Bu kabustan sonunda pes edip uzaklaşıyoruz ve ilk bulduğumuz lokantaya girip birşeyler yemeye çalışıyoruz. Hijyenin sıfır olduğunu unuttuğumuz sürece sorun yok; gayet lezzetli, genelde bizim mantının büyüğü olan momodan yiyoruz, bir de garip görünümlü tuhaf tatlı sebzeler, ama Antep'te kebaptan gına geldiğinden hiç şikayetçi değiliz.

Her gün mutlaka yağmur yağıyor ve batı işi yağmurluklar musona pek de dayanıklı değil, ben paso ıslanıyorum. Şehrin altyapısı olmadığından her yer her yağmurda çamur ve sel oluyor, birkaç saat içinde de kuruyor. Ben de sandaletlerle mütemadiyen içine çeşit türlü vücut atığı karışan bu sulara dalıyorum motorsikletlerden kaçarken, zira burda kaldırım henüz icat olmamış. Sonra da içme suyumdan gıdım gıdım bir köşede ayaklarımı yıkıyorum.
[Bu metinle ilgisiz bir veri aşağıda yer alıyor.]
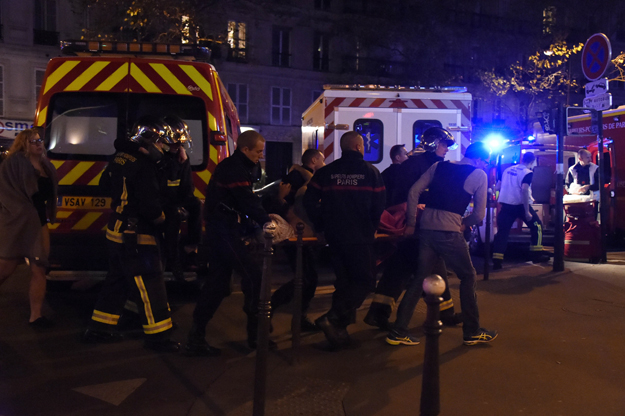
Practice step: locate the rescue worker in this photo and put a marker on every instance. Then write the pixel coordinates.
(403, 263)
(297, 179)
(344, 200)
(392, 176)
(583, 177)
(451, 186)
(179, 203)
(515, 198)
(230, 201)
(131, 178)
Menuka ve ekürisiyle her gün buluşuyoruz. Dün utana sıkıla odamızda duş alıp alamayacaklarını sordular. Malum suları yok. Tabii ki zıplayarak kabul ettik, iki kuruş faydamız olabilceği için. Menuka, kızkardeşi İsuri, erkek kardeşi Robin ve babaları Kathmandu'da yaşıyorlar birkaç yıldır. Anneleri ve diğer beş kardeşleri ise 150 kilometre uzakta bir köydeler. Yılda birkaç kez görüşebiliyorlar. Yollar kötü, bu kadarcık yol 5 saat sürüyor ve onlar için pahalı. Onlar gibi çok aile bu şekilde bölünmüş yaşıyor. Bir kısım okumak ve para kazanmak için şehre geliyor, diğerleri memlekette kalıyor. Okuyorlar, uğraşıp didinip bu çileyi çekiyorlar da sonunda iş bulabiliyorlar mı? Çok yüksek ihtimalle hayır! Mesela Montessori tarzı eğitim veren anokullarında öğretmenlik revaçtaymış bu ara, maaşı aylık 80 euro, ama öncesinde 2500 euro verip bir sertifika almak gerekiyor. Normal anaokulu öğretmenliğinin maaşı 40 euro ama cumartesi dahil çok uzun saatler çalışmaları gerekiyor.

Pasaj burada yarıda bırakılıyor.